И вправду — иное. Умел бы Черт краснеть, покраснел бы до кончиков ушей своих собачьих. А тут и не покраснеешь даже. Одно осталось — лапой когтистой махнуть. Махнуть — и ночлег искать приниматься. Потому как это в дни прежние можно было к знакомой ведьме заглянуть или в шинке пристроиться. А теперь, да еще когда в паспорте сплошные «минусы»…
Повезло Черту — порой и такое случается. Дошел он до места, где прежде постоялый двор был, где чумаки, что из Крыма ехали, шеляги свои чумацкие пропивали, а там он и есть, двор постоялый! Почти такой же, только стены кирпичные, да на вывеске «Дом колхозника» значится. Обрадовался Черт, заулыбался даже. Ведь там, где торгуют, там ему, Черту, и место, как бы времена ни менялись. Достал он бумажник, подсчитал наличность (три червонца всего оказалось). «Хватит ли?» — подумал. Решил: «Хватит!» Зашел в ларек ближайший, взял две скляницы зеленого стекла с белыми «бескозырками» — и на порог. А как чемодан свой фибровый под койку бросил, так и пошел со сторожем местным знакомство сводить. Ведь на постоялом дворе черт всегда своего сыщет.

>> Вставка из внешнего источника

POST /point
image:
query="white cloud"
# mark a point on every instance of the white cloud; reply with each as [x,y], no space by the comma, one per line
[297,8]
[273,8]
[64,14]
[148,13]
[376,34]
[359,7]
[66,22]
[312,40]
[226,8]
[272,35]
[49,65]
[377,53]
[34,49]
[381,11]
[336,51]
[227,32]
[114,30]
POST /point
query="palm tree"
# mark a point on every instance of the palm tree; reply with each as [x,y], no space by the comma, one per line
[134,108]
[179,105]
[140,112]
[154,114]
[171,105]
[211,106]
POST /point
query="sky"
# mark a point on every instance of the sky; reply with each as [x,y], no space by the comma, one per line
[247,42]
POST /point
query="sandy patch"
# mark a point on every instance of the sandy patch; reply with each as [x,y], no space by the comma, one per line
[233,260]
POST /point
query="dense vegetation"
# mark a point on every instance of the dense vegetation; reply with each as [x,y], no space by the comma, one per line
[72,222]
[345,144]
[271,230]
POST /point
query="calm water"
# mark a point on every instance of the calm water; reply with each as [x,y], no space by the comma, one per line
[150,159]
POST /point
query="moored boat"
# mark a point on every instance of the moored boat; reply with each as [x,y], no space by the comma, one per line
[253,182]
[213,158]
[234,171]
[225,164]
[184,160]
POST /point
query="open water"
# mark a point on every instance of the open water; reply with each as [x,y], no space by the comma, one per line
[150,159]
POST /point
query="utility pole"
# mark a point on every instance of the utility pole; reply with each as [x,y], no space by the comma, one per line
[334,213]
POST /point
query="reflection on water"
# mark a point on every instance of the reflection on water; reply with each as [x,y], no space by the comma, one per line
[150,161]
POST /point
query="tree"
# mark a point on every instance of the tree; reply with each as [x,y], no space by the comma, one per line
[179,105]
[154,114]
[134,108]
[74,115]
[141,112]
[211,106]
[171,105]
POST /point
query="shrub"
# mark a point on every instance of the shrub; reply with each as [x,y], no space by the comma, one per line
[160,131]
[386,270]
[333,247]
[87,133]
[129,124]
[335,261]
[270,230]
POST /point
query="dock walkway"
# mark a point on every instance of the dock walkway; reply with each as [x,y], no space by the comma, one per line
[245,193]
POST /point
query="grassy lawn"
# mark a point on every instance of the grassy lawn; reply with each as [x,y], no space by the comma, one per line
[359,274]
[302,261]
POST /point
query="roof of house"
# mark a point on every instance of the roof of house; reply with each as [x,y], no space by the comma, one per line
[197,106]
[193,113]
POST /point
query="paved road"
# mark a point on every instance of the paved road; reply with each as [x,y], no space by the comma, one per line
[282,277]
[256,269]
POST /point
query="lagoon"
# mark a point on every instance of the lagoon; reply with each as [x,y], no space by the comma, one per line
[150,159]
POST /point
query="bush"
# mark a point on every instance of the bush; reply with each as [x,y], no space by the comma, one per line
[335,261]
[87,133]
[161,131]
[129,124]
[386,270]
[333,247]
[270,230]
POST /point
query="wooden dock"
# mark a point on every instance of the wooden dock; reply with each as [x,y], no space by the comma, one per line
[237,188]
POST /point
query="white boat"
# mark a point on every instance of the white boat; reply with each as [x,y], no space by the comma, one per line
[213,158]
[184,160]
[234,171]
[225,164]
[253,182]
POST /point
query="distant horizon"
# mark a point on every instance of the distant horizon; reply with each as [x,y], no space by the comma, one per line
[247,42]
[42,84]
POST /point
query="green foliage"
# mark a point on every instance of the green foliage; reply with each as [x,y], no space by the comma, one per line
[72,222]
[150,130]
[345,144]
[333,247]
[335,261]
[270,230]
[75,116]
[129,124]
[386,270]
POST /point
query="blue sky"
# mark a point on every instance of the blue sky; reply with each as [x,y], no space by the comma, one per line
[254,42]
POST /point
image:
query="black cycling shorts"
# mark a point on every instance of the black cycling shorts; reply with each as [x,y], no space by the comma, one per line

Между тем и ночь настала — та самая, рождественская. Ясная ночь, тихая. Вот и месяц остророгий над райцентром показался. Показался, блеснул боком серебряным.
И пропал, словно и не было.
Гражданин Сатанюк в ту ночь на службе пребывать изволил. Не один — с чертом Фиониным и со всем прочим своим кагалом чертячьим. Обнаглело бесово семя, адово племя! Вместо того чтобы в Пекло спешить, пока кочеты голос не подали, решили они честь по чести Рождество запрещенное справить. Мол, прежде ваш верх был, теперь наш настал. Навсегда!
В кабинете и гуляли. В наши дни начальство больше бани предпочитает, а в те годы какие бани? Одна на весь город — и та на ремонте второй уже год. Но и в кабинете устроиться можно, особенно если кабинет непростой. Тут тебе стол — всем столам стол, быка колхозного уложить можно, а тут дверца в горницу укромную. Называется горница «комнатой личного отдыха», а какого именно, начальству виднее. Гуляй — не хочу!
Вот и гуляли. Стол бутылками заставили, закуски, только что с базы доставленные, кругом разложили. К закускам — патефон с пластинками польскими и румынскими, а к патефону — молодицы одна другой краше. Хоть и не чертовки, а хороши! Звенят рюмки, поет-гремит патефон, заморский танец танго танцевать так и манит. Хохочут молодицы, улыбаются зазывно, на двери горницы скрытой кивают. Вот она, жизнь чертячья, иной нам и не надо!